You are not alone, as I get asked this all the time and I too suffered from this lack of confidence when I first began.  Lack of confidence is one of the most common problems people have when starting out.

Why is this the case?

It’s because none of us enjoy losing, and we all hate the feeling of realizing one’s made a “mistake”.  Avoiding mistakes and loss has been drilled into our minds since our childhoods, especially in school.

The lesser number of mistakes you made in exams allowed you to reach the top of the class and grade.

As we grow up, our parents also tend to drill this into us. 

Therefore, we carry this mentality into adulthood in many different ways, and feel we must do everything right and never make mistakes, which we know is actually an impossibility.

Even after trading and investing for two decades, I continue to learn in order to get better, as there is always a better way.

So, it is little wonder that we find it difficult to “pull the trigger” when investing and trading.

What is the easiest solution to this problem?  The following list will help you;

  1. Accept the fact that losses are part of the game of investing and trading.

The most likely long-term winner is the person who is the best loser.  This idea was put forward by ‘Phantom of the Pits’, a trading legend.

 

  1. Accept that making mistakes is part of your investing and trading journey.

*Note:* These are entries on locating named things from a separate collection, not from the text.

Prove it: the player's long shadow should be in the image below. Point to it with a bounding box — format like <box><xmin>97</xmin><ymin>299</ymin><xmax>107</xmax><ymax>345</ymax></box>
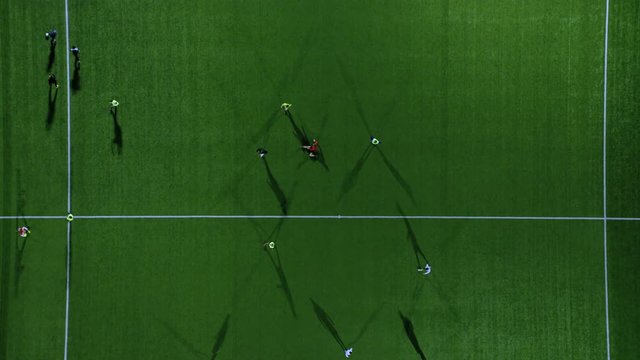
<box><xmin>46</xmin><ymin>85</ymin><xmax>58</xmax><ymax>130</ymax></box>
<box><xmin>398</xmin><ymin>311</ymin><xmax>427</xmax><ymax>360</ymax></box>
<box><xmin>262</xmin><ymin>157</ymin><xmax>287</xmax><ymax>215</ymax></box>
<box><xmin>47</xmin><ymin>42</ymin><xmax>56</xmax><ymax>72</ymax></box>
<box><xmin>211</xmin><ymin>314</ymin><xmax>231</xmax><ymax>360</ymax></box>
<box><xmin>309</xmin><ymin>298</ymin><xmax>347</xmax><ymax>351</ymax></box>
<box><xmin>156</xmin><ymin>319</ymin><xmax>208</xmax><ymax>357</ymax></box>
<box><xmin>14</xmin><ymin>226</ymin><xmax>29</xmax><ymax>297</ymax></box>
<box><xmin>376</xmin><ymin>146</ymin><xmax>416</xmax><ymax>204</ymax></box>
<box><xmin>266</xmin><ymin>242</ymin><xmax>298</xmax><ymax>318</ymax></box>
<box><xmin>338</xmin><ymin>144</ymin><xmax>373</xmax><ymax>200</ymax></box>
<box><xmin>111</xmin><ymin>108</ymin><xmax>123</xmax><ymax>155</ymax></box>
<box><xmin>71</xmin><ymin>62</ymin><xmax>82</xmax><ymax>93</ymax></box>
<box><xmin>13</xmin><ymin>169</ymin><xmax>29</xmax><ymax>297</ymax></box>
<box><xmin>396</xmin><ymin>204</ymin><xmax>429</xmax><ymax>268</ymax></box>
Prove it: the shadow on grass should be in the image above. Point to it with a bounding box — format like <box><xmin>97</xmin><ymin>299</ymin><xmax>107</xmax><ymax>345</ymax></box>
<box><xmin>350</xmin><ymin>302</ymin><xmax>386</xmax><ymax>345</ymax></box>
<box><xmin>376</xmin><ymin>146</ymin><xmax>416</xmax><ymax>204</ymax></box>
<box><xmin>111</xmin><ymin>108</ymin><xmax>123</xmax><ymax>155</ymax></box>
<box><xmin>285</xmin><ymin>111</ymin><xmax>310</xmax><ymax>146</ymax></box>
<box><xmin>266</xmin><ymin>240</ymin><xmax>298</xmax><ymax>318</ymax></box>
<box><xmin>396</xmin><ymin>204</ymin><xmax>429</xmax><ymax>268</ymax></box>
<box><xmin>309</xmin><ymin>298</ymin><xmax>347</xmax><ymax>351</ymax></box>
<box><xmin>156</xmin><ymin>319</ymin><xmax>209</xmax><ymax>358</ymax></box>
<box><xmin>211</xmin><ymin>314</ymin><xmax>231</xmax><ymax>360</ymax></box>
<box><xmin>71</xmin><ymin>63</ymin><xmax>82</xmax><ymax>93</ymax></box>
<box><xmin>46</xmin><ymin>85</ymin><xmax>58</xmax><ymax>130</ymax></box>
<box><xmin>398</xmin><ymin>311</ymin><xmax>427</xmax><ymax>360</ymax></box>
<box><xmin>47</xmin><ymin>42</ymin><xmax>56</xmax><ymax>72</ymax></box>
<box><xmin>262</xmin><ymin>157</ymin><xmax>287</xmax><ymax>215</ymax></box>
<box><xmin>338</xmin><ymin>144</ymin><xmax>373</xmax><ymax>200</ymax></box>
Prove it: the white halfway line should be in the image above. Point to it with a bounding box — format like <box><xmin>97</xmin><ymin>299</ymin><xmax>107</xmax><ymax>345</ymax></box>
<box><xmin>64</xmin><ymin>0</ymin><xmax>71</xmax><ymax>360</ymax></box>
<box><xmin>602</xmin><ymin>0</ymin><xmax>611</xmax><ymax>360</ymax></box>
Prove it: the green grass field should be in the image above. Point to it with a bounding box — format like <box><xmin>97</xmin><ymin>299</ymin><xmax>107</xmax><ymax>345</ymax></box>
<box><xmin>0</xmin><ymin>0</ymin><xmax>640</xmax><ymax>360</ymax></box>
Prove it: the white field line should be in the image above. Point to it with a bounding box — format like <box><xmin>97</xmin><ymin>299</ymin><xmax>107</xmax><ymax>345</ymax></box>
<box><xmin>0</xmin><ymin>215</ymin><xmax>640</xmax><ymax>221</ymax></box>
<box><xmin>64</xmin><ymin>0</ymin><xmax>71</xmax><ymax>360</ymax></box>
<box><xmin>64</xmin><ymin>222</ymin><xmax>71</xmax><ymax>360</ymax></box>
<box><xmin>64</xmin><ymin>0</ymin><xmax>71</xmax><ymax>213</ymax></box>
<box><xmin>0</xmin><ymin>215</ymin><xmax>67</xmax><ymax>220</ymax></box>
<box><xmin>74</xmin><ymin>215</ymin><xmax>603</xmax><ymax>221</ymax></box>
<box><xmin>602</xmin><ymin>0</ymin><xmax>611</xmax><ymax>360</ymax></box>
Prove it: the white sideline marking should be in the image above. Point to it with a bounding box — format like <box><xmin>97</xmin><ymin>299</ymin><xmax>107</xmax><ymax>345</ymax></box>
<box><xmin>0</xmin><ymin>215</ymin><xmax>67</xmax><ymax>220</ymax></box>
<box><xmin>64</xmin><ymin>0</ymin><xmax>71</xmax><ymax>360</ymax></box>
<box><xmin>64</xmin><ymin>222</ymin><xmax>71</xmax><ymax>360</ymax></box>
<box><xmin>602</xmin><ymin>0</ymin><xmax>611</xmax><ymax>360</ymax></box>
<box><xmin>69</xmin><ymin>215</ymin><xmax>603</xmax><ymax>221</ymax></box>
<box><xmin>0</xmin><ymin>215</ymin><xmax>640</xmax><ymax>221</ymax></box>
<box><xmin>64</xmin><ymin>0</ymin><xmax>71</xmax><ymax>214</ymax></box>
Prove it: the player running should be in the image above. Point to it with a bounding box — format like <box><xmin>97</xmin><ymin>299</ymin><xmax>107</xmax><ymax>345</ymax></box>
<box><xmin>300</xmin><ymin>139</ymin><xmax>320</xmax><ymax>158</ymax></box>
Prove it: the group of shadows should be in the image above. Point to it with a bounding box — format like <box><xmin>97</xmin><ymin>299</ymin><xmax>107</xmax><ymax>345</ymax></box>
<box><xmin>46</xmin><ymin>39</ymin><xmax>123</xmax><ymax>155</ymax></box>
<box><xmin>153</xmin><ymin>205</ymin><xmax>428</xmax><ymax>360</ymax></box>
<box><xmin>13</xmin><ymin>187</ymin><xmax>429</xmax><ymax>360</ymax></box>
<box><xmin>254</xmin><ymin>110</ymin><xmax>416</xmax><ymax>215</ymax></box>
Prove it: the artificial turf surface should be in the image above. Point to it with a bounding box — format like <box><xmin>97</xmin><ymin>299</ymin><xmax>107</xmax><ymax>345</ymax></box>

Just like when you learn how to do anything else, you will make mistakes.  This is especially the case when you are first starting out, and learning a skill set that is completely new to you.

 

  1. Accept the fact that even the best traders and investors on earth make losses and mistakes, and you are no different than they are.

 

Even Warren Buffett has openly admitted to making mistakes at many different points in his career, and he is seen as the “Oracle”.

 

  1. Plan your trades, and trade the plan

 

Have you ever heard the saying, “if you fail to plan, you plan to fail”?  This definitely applies to investing and trading.

 

  1. Ensure that no one investment or trade will either make you or break you, through position sizing wisely.

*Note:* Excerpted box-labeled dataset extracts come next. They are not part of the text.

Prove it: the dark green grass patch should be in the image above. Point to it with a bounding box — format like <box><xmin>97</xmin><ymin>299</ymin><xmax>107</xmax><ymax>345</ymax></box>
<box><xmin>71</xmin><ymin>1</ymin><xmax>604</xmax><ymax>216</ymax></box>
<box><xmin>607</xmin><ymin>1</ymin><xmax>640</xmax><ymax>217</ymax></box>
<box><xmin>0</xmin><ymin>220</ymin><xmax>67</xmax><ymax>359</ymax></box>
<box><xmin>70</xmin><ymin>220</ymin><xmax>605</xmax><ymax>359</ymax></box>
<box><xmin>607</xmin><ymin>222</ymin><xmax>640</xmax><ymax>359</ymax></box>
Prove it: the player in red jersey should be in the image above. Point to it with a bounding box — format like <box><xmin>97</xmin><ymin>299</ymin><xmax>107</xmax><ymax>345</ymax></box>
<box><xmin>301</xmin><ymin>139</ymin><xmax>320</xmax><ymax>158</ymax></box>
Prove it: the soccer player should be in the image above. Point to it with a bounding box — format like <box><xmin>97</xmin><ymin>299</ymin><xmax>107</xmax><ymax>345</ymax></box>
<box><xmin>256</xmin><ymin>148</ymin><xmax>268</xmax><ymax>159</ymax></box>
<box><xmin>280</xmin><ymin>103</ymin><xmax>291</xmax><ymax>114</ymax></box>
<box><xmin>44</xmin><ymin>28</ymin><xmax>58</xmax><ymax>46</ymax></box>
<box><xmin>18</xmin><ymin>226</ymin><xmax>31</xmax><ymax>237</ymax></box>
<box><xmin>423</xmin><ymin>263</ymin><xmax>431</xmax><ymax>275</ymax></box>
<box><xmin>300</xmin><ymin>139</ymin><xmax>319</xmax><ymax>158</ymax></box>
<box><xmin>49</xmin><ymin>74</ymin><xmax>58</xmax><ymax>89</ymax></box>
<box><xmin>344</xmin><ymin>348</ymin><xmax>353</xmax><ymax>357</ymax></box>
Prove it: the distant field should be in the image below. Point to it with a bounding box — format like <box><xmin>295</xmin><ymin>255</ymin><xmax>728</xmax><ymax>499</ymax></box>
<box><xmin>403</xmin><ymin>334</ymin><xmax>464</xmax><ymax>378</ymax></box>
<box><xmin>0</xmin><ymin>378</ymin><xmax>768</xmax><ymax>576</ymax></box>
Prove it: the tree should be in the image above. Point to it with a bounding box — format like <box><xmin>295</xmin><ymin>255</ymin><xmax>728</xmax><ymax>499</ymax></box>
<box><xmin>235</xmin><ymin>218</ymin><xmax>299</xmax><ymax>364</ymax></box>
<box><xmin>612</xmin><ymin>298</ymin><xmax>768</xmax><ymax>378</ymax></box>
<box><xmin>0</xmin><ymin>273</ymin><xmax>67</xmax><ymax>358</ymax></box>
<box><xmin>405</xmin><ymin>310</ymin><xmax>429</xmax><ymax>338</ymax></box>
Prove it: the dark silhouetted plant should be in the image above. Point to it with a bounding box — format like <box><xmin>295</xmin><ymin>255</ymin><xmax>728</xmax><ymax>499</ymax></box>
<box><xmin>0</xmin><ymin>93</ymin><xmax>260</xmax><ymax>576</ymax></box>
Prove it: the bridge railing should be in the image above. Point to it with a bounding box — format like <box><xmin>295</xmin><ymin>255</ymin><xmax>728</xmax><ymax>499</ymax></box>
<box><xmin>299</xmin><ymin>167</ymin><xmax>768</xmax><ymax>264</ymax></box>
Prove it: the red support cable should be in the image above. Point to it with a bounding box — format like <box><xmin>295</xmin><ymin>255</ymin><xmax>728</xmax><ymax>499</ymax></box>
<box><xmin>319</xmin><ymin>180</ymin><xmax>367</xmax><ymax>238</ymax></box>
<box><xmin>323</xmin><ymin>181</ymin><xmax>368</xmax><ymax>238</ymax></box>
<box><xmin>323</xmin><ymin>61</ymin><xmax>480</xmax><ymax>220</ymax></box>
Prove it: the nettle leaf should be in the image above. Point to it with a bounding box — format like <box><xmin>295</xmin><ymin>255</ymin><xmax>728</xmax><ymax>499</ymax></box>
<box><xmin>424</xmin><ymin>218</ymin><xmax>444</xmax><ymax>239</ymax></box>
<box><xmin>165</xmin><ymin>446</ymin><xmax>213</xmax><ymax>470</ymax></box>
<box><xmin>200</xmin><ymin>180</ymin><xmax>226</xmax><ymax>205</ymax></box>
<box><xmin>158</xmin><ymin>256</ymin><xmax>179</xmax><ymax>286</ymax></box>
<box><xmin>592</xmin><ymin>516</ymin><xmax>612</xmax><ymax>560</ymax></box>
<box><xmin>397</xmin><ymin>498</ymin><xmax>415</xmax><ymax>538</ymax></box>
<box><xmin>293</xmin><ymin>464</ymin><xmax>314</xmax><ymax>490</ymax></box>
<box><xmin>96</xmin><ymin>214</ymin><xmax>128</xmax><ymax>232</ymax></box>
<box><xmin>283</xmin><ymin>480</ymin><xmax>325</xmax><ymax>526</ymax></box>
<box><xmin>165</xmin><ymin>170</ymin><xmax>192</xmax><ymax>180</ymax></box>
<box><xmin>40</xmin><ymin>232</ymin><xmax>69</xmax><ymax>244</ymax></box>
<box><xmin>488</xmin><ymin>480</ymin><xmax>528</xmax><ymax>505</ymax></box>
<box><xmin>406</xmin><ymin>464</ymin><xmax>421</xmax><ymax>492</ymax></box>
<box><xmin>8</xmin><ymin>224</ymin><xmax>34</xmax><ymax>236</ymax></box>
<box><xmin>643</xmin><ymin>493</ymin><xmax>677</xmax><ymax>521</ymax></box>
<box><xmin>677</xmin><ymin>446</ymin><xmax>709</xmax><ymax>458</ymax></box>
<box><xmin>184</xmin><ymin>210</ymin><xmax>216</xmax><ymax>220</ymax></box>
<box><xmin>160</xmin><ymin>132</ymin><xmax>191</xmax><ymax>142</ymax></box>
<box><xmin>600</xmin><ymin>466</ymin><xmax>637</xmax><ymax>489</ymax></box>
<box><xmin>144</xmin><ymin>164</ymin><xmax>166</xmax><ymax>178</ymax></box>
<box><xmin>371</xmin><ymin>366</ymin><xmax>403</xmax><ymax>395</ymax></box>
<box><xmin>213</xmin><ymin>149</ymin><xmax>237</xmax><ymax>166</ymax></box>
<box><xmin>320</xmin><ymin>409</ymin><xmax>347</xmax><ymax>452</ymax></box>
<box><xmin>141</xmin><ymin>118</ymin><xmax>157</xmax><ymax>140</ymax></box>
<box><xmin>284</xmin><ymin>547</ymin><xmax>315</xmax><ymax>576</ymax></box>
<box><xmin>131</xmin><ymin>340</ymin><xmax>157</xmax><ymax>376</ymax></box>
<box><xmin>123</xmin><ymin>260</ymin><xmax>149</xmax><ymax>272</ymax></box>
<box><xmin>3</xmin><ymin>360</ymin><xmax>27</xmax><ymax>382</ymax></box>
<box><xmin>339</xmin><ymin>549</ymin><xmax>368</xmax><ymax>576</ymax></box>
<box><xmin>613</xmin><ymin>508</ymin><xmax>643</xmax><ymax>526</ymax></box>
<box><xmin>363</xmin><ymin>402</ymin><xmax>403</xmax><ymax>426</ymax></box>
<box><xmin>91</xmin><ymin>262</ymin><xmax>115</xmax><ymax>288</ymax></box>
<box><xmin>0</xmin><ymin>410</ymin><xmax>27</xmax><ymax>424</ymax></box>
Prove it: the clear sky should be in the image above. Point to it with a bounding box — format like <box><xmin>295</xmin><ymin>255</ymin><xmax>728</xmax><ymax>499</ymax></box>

This is probably the most important tip I can give you.  Many people become obsessed with the idea of the “big win”, and end up betting the farm.  They only see the upside, and never the downside.  Additionally, leverage is a contributing factor, as it permits any individual with a modest account size to trade as if they are a pro.  These people do not realize that most pros abhor leverage, and use it only sparingly.

If you can place small trades relative to your account size, the risk of a large loss is no longer an issue, and therefore will not paralyse your process of decision making.

  1. If you want to succeed on a long-term basis, accept the fact that investing and trading is a get rich safely game, and there is no need for rush.

 

Our world is one obsessed with fast and immediate gratification.  We all seem to want everything “now”.  Investing and trading is not like that.

 

  1. Get a “positive edge” by creating trading systems that gives you one.  A positive edge means that you know over a large number of investment and trade decisions whether you are more right than wrong and if your profits are larger than your losses on average.

 

Your thinking must be transformed from an individual trade approach to a portfolio approach.

 

  1. Be aware of your numbers and probability over a large trading sample size.  Stay aware and you will never be afraid to take action when the time is right.

 

  1. Accept that as a human being, you will make mistakes, but you are capable of minimizing the number and impact, and learn from them.

I have made many mistakes that I would rather not have to remember.  However, I make sure that I try not to repeat these mistakes, and that I learn from them.  If you learn from your mistakes, the mistakes become valuable lessons to take your trading to a higher level.

 

  1. Practice, practice, practice.  Paper fake trading and putting real money on the line are never the same thing.  You should start on a small scale until you feel comfortable, and then you can gradually scale up.  Make sure to give yourself time.  Rome was not built in a day.  Neither is investment and trading success.

 

So, it is best to start small.  If you believe you can risk $500, bring it down to $250, or perhaps even $125.  If that is still too much, halve it yet again until you feel comfortable.  This makes “pulling the trigger” a lot easier in the short term, and over a large number of decision-making actions.

 

Implement these 10 actions, and it will help you become the investor and trader you wish to be and make a big difference to your account and your life.